MESI AND MEMORY_BARRIER: paper reading

MESI AND MEMORY_BARRIER: paper reading

0x0 why we need memory barrier

In short, because reordering memory references allows much better performance, and so memory barriers are needed to force ordering in things like synchronization primitives whose correct operation depends on ordered memory references.

0x1 Cache Structure

Untitled

0x11 some cases of cache miss(not important)

The cache miss means that the CPU will have to wait (or be “stalled”) for hundreds of cycles while the item is fetched from memory.

  • capacity miss: After some time, the CPU’s cache will fill, and sub- sequent misses will likely need to eject an item from the cache in order to make room for the newly fetched item

  • associativity miss: occur in set-associative caches.

    An “associativity cache miss” refers to a specific type of cache miss that can occur in set-associative caches.

    In a set-associative cache, the cache memory is divided into sets, and each set contains multiple cache lines (or cache blocks). When the CPU needs to access data in memory, it first checks the cache to see if the data is present. The cache lookup is done by first identifying the set that the data would be stored in, and then searching through the multiple cache lines within that set to see if the data is present.

    An associativity cache miss occurs when the data the CPU needs is not found in any of the cache lines within the identified set. This means the CPU has to go to main memory to fetch the data, which is slower than finding it in the cache.
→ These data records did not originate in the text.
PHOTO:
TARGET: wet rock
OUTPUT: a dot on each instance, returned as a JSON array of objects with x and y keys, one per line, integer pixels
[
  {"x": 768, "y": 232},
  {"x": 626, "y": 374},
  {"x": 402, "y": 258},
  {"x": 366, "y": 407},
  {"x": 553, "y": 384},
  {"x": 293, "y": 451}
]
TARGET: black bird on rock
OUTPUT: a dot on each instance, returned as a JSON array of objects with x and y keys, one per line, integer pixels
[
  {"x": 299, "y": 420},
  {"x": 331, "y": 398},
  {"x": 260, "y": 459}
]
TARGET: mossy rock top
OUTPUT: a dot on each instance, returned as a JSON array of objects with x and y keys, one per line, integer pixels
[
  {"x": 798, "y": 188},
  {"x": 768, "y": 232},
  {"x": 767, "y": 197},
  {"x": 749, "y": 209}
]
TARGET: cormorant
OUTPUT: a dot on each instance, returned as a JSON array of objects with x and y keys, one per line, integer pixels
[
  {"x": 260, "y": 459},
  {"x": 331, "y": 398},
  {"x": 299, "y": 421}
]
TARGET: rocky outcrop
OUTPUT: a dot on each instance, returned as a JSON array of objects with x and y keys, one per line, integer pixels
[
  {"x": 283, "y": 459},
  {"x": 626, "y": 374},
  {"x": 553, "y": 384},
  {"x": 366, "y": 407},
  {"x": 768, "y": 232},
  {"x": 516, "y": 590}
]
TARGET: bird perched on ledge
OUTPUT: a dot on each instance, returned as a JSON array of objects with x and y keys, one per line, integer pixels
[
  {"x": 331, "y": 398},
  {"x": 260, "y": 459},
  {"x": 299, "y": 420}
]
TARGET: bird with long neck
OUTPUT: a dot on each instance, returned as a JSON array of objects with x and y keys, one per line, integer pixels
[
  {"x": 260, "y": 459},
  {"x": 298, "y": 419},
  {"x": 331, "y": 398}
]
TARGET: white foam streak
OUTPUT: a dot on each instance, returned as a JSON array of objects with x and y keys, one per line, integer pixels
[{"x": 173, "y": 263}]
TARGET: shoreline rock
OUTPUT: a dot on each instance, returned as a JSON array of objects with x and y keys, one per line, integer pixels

    The number of cache lines per set is called the “associativity” of the cache. Caches with higher associativity (more cache lines per set) generally have lower associativity cache miss rates, but they are also more complex and expensive to implement. The goal is to find the right balance of associativity to minimize cache misses without making the cache design overly complex.

  • write miss: Before a given CPU writes to that data item, it must first cause it to be removed, or “invalidated”, from other CPUs’ caches. Once this invalidation has completed, the CPU may safely modify the data item. If the data item was present in this CPU’s cache, but was read- only, this process is termed a “write miss”.

cache structure: one cache address can store two(or more?) sets of data.

Untitled

0x2 Cache-Coherence Protocols

0x21 Four state: MESI States

The four types of states represent the state of a cache line in one cpu.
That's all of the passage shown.